| Former Pennsylvania Psychologist Says He Reported Child Molestation, Lost License
By Michael Volpe
Daily Caller
July 30, 2012
http://dailycaller.com/2012/07/30/former-pennsylvania-psychologist-says-he-reported-child-molestation-lost-license/#ixzz228ksMjaV
Jim Singer, formerly a psychologist working in Pennsylvania, said that he reported a case of child molestation in 1986 to Pennsylvania’s Child Protective Services agency, and not only was his report ignored, but soon after, in retaliation, the Pennsylvania Psychology Board prosecuted Singer and eventually removed his license to practice psychology.
As the aftermath of the Penn State University molestation scandal unfolds, most observers believe that if the proper authorities had been alerted to the crimes much earlier, many children could have been saved. That’s not always the case, says Singer.
Speaking exclusively with The Daily Caller, Singer said that most of the same Pennsylvania government agencies that were outraged over the PSU scandal — Child Protective Services, the Pennsylvania Attorney General’s Office, and the Pennsylvania State Police — all ignored and buried his report of child molestation.
In 1986, Singer was working as a psychologist at the Dubois Regional Medical Center in Dubois, Pa. During a session with a female teenage patient, Singer said the patient revealed to him that she was being sexually abused by her father. Upon having two more medical professionals confirm this, Singer said that he reported the abuse to the state’s Child Protective Services agency.
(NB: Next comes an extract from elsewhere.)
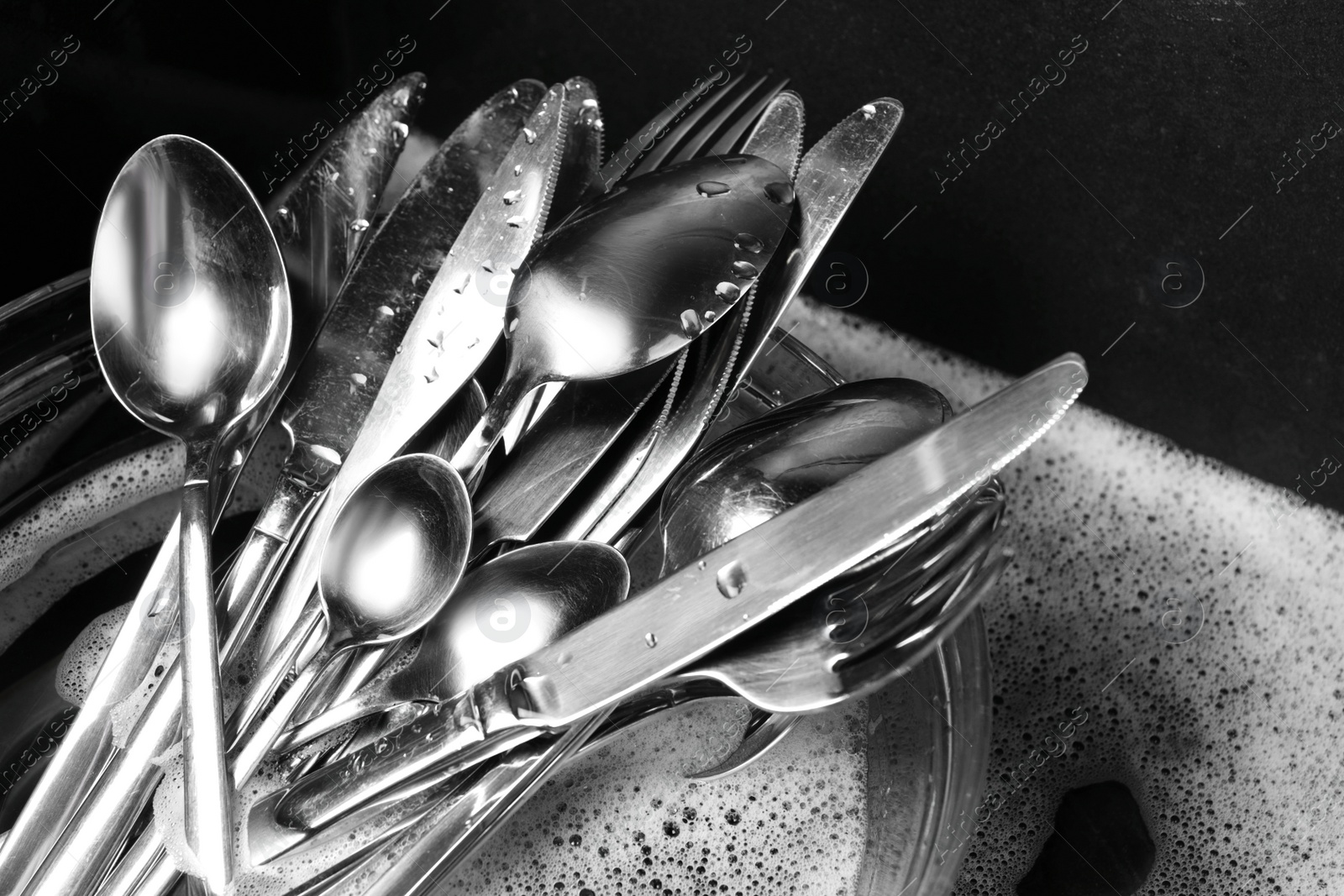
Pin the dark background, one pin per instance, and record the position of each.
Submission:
(1158, 147)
TheDC has exclusively acquired a letter from one of the two medical professionals, Dr. Albert Varacallo, vouching for the veracity of Singer’s claims.
“If all this seems hard to believe,” Varacallo wrote to then-Pennsylvania Gov. Bob Casey, Sr. in 1991, “I agree with you … the events of the past three years have proven to me that this nightmare is indeed a reality and not just Mr. Singer’s imagination from the stand point of any health professional, once he knew all the facts.”
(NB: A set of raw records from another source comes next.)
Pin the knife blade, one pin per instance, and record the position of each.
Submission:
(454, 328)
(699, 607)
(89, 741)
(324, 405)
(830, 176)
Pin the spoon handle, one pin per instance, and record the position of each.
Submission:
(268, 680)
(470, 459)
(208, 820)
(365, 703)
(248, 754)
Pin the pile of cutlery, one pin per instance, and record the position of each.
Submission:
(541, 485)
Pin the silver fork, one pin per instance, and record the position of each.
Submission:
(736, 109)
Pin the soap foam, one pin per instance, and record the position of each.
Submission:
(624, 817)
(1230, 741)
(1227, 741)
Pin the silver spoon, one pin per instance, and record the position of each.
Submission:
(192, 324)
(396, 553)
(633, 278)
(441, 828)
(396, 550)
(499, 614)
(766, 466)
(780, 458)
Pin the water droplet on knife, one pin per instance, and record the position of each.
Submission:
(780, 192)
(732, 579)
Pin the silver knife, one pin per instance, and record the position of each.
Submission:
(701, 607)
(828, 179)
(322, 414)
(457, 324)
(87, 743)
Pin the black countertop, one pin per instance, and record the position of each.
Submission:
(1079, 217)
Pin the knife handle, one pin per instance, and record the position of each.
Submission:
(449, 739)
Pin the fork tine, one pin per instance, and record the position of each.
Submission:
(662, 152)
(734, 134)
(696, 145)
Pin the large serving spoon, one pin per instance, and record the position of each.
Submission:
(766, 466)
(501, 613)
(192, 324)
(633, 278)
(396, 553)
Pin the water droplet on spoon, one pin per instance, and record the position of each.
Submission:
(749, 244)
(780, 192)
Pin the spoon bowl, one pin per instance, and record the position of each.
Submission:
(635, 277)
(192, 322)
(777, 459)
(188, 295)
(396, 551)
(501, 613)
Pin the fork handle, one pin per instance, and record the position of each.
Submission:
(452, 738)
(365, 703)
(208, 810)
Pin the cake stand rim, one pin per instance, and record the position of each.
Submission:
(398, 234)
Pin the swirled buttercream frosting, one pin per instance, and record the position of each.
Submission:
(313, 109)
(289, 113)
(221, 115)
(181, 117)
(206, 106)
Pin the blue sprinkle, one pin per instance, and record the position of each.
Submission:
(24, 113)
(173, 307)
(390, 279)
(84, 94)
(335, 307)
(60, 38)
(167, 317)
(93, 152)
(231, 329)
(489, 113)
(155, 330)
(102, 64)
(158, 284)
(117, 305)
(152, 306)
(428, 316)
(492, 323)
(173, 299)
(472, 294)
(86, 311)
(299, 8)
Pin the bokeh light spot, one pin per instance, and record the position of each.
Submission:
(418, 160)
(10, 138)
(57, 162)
“While the state is supposed to provide immunity for reporters,” Varacallo wrote, “it actually prosecutes those who seek to protect the rights of children.”
And according to a letter written by the alleged victim to Singer, she credits him with saving her life.
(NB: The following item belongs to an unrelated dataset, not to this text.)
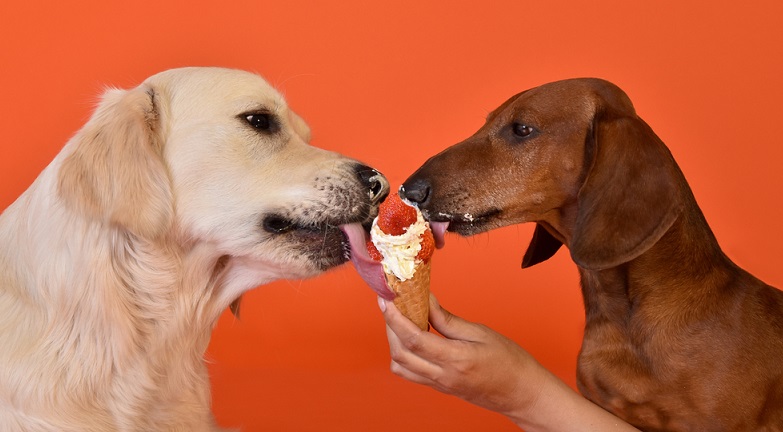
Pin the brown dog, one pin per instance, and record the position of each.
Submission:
(677, 337)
“I told her [the CPS case worker] that I went to Dr. Singer three weeks ago and asked him for help. I told her that if it weren’t for him, I’d be dead right now. She asked why and I told her I’d run away or commit suicide or both.”
Singer said he wasn’t merely duty bound by medical ethics and humanity to report the abuse, but by the law.
“I would have been prosecuted if I didn’t report the abuse,” Singer said.
As a psychologist and medical professional, Singer was mandated to report the abuse. By law, a failure to report would result in criminal and civil penalties. As a mandated reporter, he was also due protections like anonymity.
Instead, Singer said his name was leaked not only to the abuser but some of his other patients. In 1991, speaking anonymously to a local investigative reporter about Singer’s case, here’s what an individual that also reported child abuse recalled CPS agents saying to her:
“They [CPS officials] kept pressuring me to say something against him [Singer] and I kept telling them I didn’t know him. They then proceeded to tell me that Dr. Singer had reported child abuse. Before they left my home, I knew that Dr. Singer had reported child abuse. I knew who the perpetrator was and I knew who the victim was.”
In the same report, a female patient, also given anonymity, also claimed that CPS officials attempted to pressure her into saying bad things against Singer.
“They were trying to get us to go against Dr. Singer,” continuing, “we didn’t feel any of it was true.”